I reckon it'll be thick enough, if plain sugar is avoided.
 
To push up the abv you need more fermentables, to push up the mouthfeel more unfermentables.

In all grain you try and create more unfermentable dextrins with mash temperature control - if you're not mashing you could add in maltodextrin or lactose to increase the mouthfeel. I don't know how it would work with beer, but maybe even glycerine as that's used with wine kits.
 
you could use a wine making trick for the legs/gloopyness and add a little glycerin not kosher but if thats what you want
 
The sort of ale that is high in alcohol content (9- 10%) and is really heavy and thick in mouth feel.
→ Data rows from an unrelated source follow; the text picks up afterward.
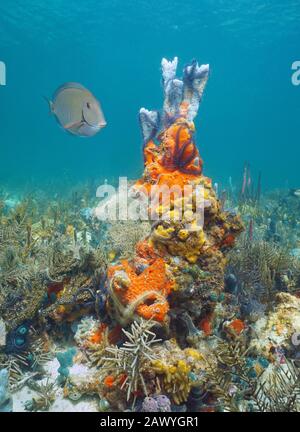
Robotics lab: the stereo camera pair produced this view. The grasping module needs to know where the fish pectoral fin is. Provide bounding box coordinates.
[64,121,84,129]
[43,96,54,115]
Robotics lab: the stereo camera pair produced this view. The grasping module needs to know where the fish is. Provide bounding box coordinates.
[290,189,300,198]
[46,82,106,137]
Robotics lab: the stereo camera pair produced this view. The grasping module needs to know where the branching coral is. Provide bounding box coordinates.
[25,379,56,411]
[102,320,160,400]
[254,361,300,412]
[151,340,204,405]
[229,238,295,302]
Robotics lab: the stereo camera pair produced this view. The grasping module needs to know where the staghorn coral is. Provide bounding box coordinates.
[229,238,295,302]
[102,320,160,403]
[253,361,300,412]
[25,379,56,411]
[151,340,204,405]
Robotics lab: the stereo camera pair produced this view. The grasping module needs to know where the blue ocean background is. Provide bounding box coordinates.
[0,0,300,188]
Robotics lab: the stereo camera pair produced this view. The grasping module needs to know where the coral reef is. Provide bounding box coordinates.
[0,58,300,413]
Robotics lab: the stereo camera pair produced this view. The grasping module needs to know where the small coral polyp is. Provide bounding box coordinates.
[108,58,243,325]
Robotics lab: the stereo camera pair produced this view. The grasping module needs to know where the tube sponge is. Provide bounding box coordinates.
[0,369,12,412]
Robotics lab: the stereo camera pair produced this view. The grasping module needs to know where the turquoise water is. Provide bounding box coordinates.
[0,0,300,188]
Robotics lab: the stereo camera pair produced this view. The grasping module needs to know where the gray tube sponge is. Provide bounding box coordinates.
[0,369,12,412]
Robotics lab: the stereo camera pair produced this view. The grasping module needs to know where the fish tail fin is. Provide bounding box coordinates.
[43,96,54,115]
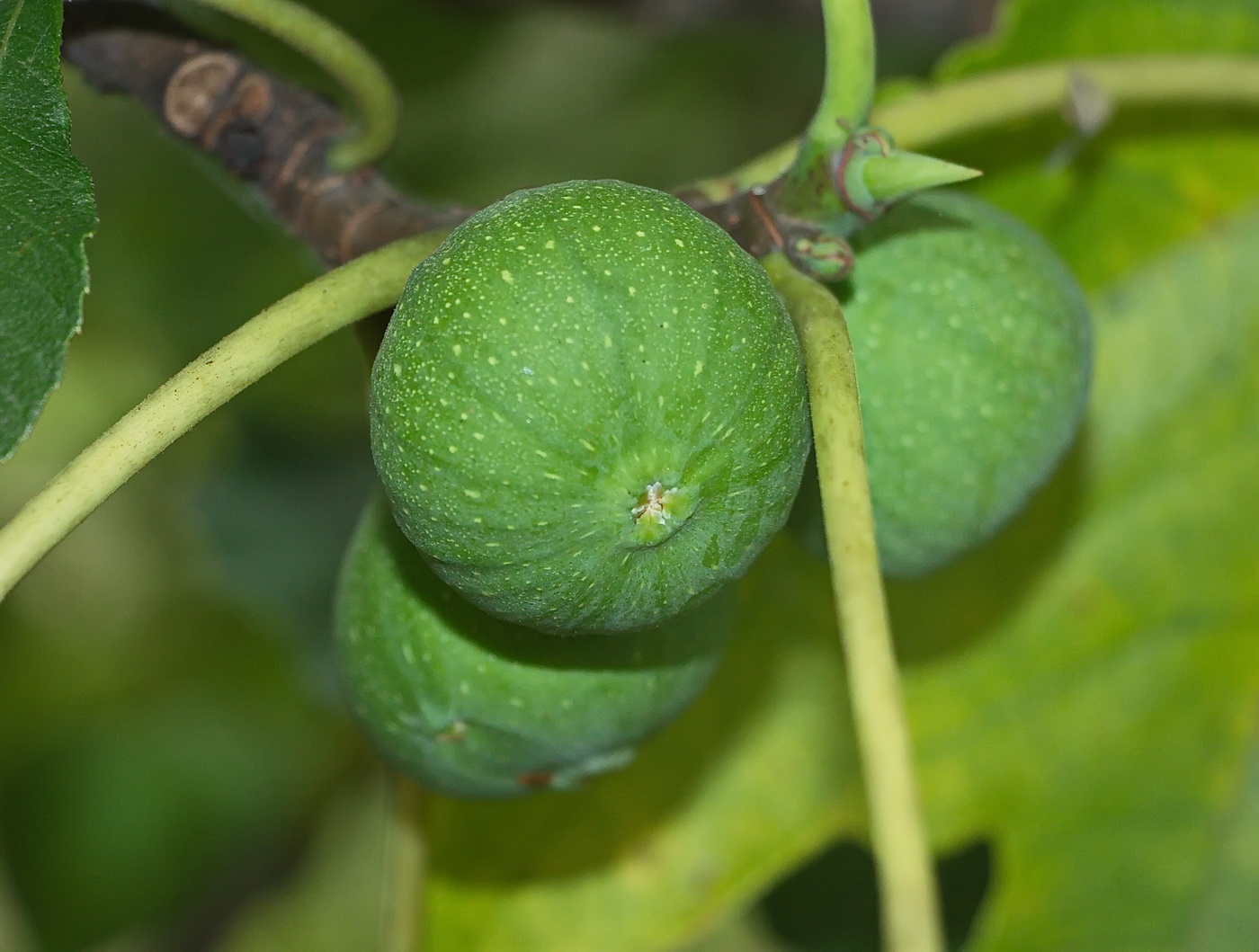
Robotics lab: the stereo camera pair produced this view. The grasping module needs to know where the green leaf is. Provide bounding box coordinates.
[937,0,1259,78]
[0,0,95,459]
[921,0,1259,289]
[911,217,1259,951]
[218,772,394,952]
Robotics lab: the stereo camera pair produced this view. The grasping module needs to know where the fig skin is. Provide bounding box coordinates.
[335,499,733,798]
[790,191,1092,577]
[371,182,809,635]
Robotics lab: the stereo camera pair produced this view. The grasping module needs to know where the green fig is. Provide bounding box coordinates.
[335,500,731,797]
[371,182,808,634]
[792,191,1092,575]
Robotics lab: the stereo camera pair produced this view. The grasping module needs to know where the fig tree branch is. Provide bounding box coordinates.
[63,0,1259,267]
[63,0,471,267]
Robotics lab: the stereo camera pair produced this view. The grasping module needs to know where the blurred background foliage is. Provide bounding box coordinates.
[0,0,1259,952]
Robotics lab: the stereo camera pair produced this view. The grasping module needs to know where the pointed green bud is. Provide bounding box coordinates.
[853,148,983,203]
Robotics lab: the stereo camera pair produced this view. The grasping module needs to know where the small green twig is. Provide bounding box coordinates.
[177,0,399,172]
[0,235,443,600]
[763,254,944,952]
[805,0,874,151]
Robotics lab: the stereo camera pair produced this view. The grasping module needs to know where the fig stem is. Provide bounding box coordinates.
[0,233,444,600]
[762,254,944,952]
[177,0,399,172]
[725,56,1259,198]
[806,0,874,147]
[379,773,427,952]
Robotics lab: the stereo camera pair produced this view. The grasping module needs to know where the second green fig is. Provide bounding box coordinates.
[792,191,1092,575]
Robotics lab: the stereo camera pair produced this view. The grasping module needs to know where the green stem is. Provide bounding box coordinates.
[762,254,944,952]
[806,0,874,147]
[183,0,397,172]
[0,235,443,600]
[725,56,1259,195]
[380,774,425,952]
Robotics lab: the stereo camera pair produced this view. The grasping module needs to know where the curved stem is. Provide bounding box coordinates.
[762,254,944,952]
[806,0,874,151]
[0,235,443,600]
[719,56,1259,198]
[181,0,399,172]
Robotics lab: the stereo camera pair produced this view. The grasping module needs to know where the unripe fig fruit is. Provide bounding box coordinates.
[371,182,808,634]
[335,502,731,797]
[792,191,1092,575]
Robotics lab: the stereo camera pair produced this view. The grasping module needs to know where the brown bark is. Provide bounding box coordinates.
[63,0,471,267]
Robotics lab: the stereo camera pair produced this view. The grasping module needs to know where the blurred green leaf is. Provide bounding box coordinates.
[937,0,1259,289]
[938,0,1259,78]
[0,0,95,459]
[218,770,396,952]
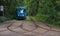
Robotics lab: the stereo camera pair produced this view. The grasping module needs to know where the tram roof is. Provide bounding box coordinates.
[16,6,26,9]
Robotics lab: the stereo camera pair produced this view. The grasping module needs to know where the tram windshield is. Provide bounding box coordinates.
[20,9,24,13]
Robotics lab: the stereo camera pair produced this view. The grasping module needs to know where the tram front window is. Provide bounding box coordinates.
[20,10,23,13]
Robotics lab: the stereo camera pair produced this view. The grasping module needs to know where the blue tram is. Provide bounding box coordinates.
[16,6,26,19]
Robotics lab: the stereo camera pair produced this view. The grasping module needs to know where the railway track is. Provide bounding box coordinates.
[0,18,60,36]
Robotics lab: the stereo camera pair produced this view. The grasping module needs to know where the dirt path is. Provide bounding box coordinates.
[0,20,60,36]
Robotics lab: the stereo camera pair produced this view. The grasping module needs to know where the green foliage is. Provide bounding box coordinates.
[0,0,60,26]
You notice that the head is brown and ale slowly runs down the inside of glass after tipped, it is also that lovely amber nicotine colour and quite sweet. They are often expensive to buy.

How do you make these ales please? I'd like to keep to using canned concentrates but with added ingredients if possible.

lots of extract - and a tin of golden syrup. I've done many 10% plus brews most of them being lighter in body than you'd expect. sugar is 100% fermentable so that lightens the body. malt extract isn't fully fermentable.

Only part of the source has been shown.